Second, the Court’s distinction between refusal to supply cases and abusive conduct relating to commercial terms of trade confirms that the application of the indispensability criterion is not limited to absolute refusals to supply. In fact, as seen, one possible reading of the judgment is that the dividing line should be drawn between cases that concern (solely) the supply of an input to competitors and cases that concern supplies to (non-competing) customers. In addition, it is manifest from the judgment that the Court distinguishes between issues relating to commercial terms of supply and matters that concern the supply of the input more directly. Thus, for example, a dispute about incremental supplies or a complaint that a dominant company discriminates by supplying more to one party than another are matters that concern supplies directly and therefore can only be relevant under Article 102 TFEU if the input at issue is indispensable.
Third, further guidance can be drawn from the Bronner judgment to which the Court refers in TeliaSonera. It is apparent from Bronner that the indispensability criterion reflects the Court’s recognition that the imposition of a duty to supply represents a significant interference with a company’s property rights and fundamental freedoms, particularly so if the request is for the dominant company actively to facilitate competition against itself.

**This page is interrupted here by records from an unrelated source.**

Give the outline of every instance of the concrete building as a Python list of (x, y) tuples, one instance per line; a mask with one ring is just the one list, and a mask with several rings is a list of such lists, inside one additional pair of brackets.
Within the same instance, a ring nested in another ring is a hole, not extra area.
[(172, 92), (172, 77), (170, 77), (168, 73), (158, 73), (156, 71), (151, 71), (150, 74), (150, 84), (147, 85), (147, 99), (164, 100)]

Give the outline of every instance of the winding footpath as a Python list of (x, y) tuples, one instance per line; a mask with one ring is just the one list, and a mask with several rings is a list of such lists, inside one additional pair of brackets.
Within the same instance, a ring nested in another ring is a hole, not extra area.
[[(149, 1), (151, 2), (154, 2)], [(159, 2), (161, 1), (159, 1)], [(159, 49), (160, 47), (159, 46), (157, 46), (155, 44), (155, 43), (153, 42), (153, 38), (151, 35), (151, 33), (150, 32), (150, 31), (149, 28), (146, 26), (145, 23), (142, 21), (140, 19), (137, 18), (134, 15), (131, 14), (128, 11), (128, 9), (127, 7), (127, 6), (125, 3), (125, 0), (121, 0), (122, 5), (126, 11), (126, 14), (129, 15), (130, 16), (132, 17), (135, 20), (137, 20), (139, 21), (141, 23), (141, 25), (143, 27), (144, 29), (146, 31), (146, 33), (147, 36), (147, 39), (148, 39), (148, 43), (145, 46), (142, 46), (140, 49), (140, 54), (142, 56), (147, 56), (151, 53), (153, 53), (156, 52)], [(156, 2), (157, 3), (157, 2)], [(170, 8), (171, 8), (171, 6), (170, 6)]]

The imposition of such a positive obligation can only be envisaged in exceptional and narrow circumstances reflected in the indispensability criterion. The prohibition of abusive conduct relating to commercial terms of trade, on the other hand, arguably involves less far reaching interference because it concerns only a negative obligation to abstain from specific commercial practices.
This can serve as a benchmark for determining the scope of the indispensability criterion beyond a duty to commence supplies: Demands that represent a similar far reaching interference with a company’s rights and freedoms, such as demands for incremental supplies or other broad demands to assist competitors, should be subject to the same strict and narrow legal conditions.
Fourth, the Court concedes that even in cases where indispensability is not a necessary condition for a finding of abuse, it may nevertheless be a relevant factor. In discussing the assessment of the potential anti-competitive effects of a margin squeeze, the Court notes that such anti-competitive effects can be presumed if the input at issue is indispensable. On the other hand, if the input is not indispensable, then additional evidence of anti-competitive effects is needed. As a practical matter, this means that the indispensability criterion will likely remain relevant for most margin squeeze cases. Indeed, it is difficult to see how it could be said that a margin squeeze forecloses competition if competitors have viable alternatives available to the input at issue.
Ultimately, therefore, the TeliaSonera judgment reflects a compromise. The Court did not wish to declare the indispensability criterion a necessary condition for margin squeeze cases as a matter of law. At the same time, the Court recognized the relevance of the criterion for the assessment of foreclosure effects, thereby confirming its importance as a practical matter.